Поставив курятину на стол, официант вытер нос об занавеску.
— Ф-фу! — возмущается Лола. — И мы удивляемся, почему Индия отсталая страна.
Приступили к еде.
— Но приготовлено вкусно.
Увлеклись курятиной.
И снова та же процессия, с тем же шумом, под теми же плакатами. Выйдя из ресторана, они пропускают орущую толпу. И кто же чуть не наступает на ногу Саи?
Джиан!
В ярко-красном свитере, вопящий с незнакомым Саи воодушевлением. Что он делает в Даржилинге? Почему он в этой толпе?
Саи уже открыла рот, чтобы крикнуть ему, но в этот момент их взгляды встретились. На его лице отразилось недовольство, даже злость. Она закрыла рот, как рыба.
Борцы за независимость Индийского Непала проследовали далее.
— А ведь это твой учитель математики? — спросила Нони.
— Нет-нет, — замотала головой Саи, пытаясь сохранять достоинство. — Очень похож, я сначала тоже так подумала, но это не он.
Крутой спуск к руслу Теесты. Саи выглядит нездоровой.
— Что с тобой? — спрашивает батюшка Бути.
— Укачало.
— Совсем зеленая. Смотри вдаль, полегчает.

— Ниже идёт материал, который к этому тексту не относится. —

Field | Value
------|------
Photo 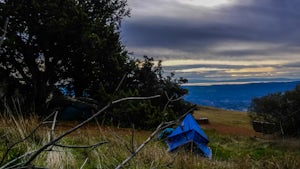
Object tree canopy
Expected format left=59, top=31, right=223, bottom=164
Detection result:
left=0, top=0, right=129, bottom=113
left=0, top=0, right=192, bottom=128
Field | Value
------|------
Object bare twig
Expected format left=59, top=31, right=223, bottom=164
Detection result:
left=0, top=151, right=36, bottom=169
left=130, top=123, right=134, bottom=153
left=50, top=110, right=58, bottom=141
left=115, top=107, right=195, bottom=169
left=0, top=112, right=55, bottom=165
left=53, top=141, right=108, bottom=148
left=80, top=157, right=89, bottom=169
left=0, top=18, right=8, bottom=47
left=116, top=121, right=176, bottom=169
left=24, top=95, right=160, bottom=166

Она возводит взгляд к горным вершинам, но легче не становится. Она даже не понимает, что перед глазами. Цыпленок в желудке воскресает, восстает, рвется наружу.
— Останови машину! — кричит Лола. — Выпусти ее!
Саи вырвало в траву, все могут полюбоваться, чем они только что лакомились. Нони наливает ледяную воду из термоса в его серебристый колпачок, подносит Саи. Отдых на берегу прекрасной, прозрачной Теесты.
— Дыши глубже, дорогая.
Пища слишком жирная. Неряхи! Чего стоил этот официант… Нам следовало уйти оттуда сразу же.На другой стороне моста контрольный пост Солдаты проверяют машины. Сейчас они особенно бдительны в связи с беспорядками. Тщательно проверяют поклажу, роются в багаже пассажиров большого рейсового автобуса. Пассажиры прижимаются к стеклам, выглядят как животные, которых везут на бойню. Металлическая труба шлагбаума опущена поперек дороги, за автобусом уже выстроилась очередь из нескольких машин.
Садящееся солнце золотит деревья, травы, кусты, тени кажутся абсолютно черными. Воздух жаркий, камни нагреты, но вода, в которую Саи опустила руку, обжигает холодом.
— Отдохни, Саи. Все равно очередь.
Отец Бути тоже вылез из джипа, разминает кости, потягивается, потирает отбитый зад. И замирает. Замечательная бабочка!
Долина Теесты известна своими бабочками. Со всего мира приезжают сюда туристы и специалисты, любуются и изучают, наблюдают и классифицируют. Здесь летают во множестве представители видов, запечатленных в библиотечном томе «Редкие чешуекрылые северо-восточных Гималаев». Когда Саи было двенадцать лет, она им давала имена: «Японская маска», «Мотылек дальних гор», «Икар, падающий с солнца», «Освобожденная флейтой»… Имена записывала в альбом «Моя коллекция бабочек» и сопровождала их иллюстрациями.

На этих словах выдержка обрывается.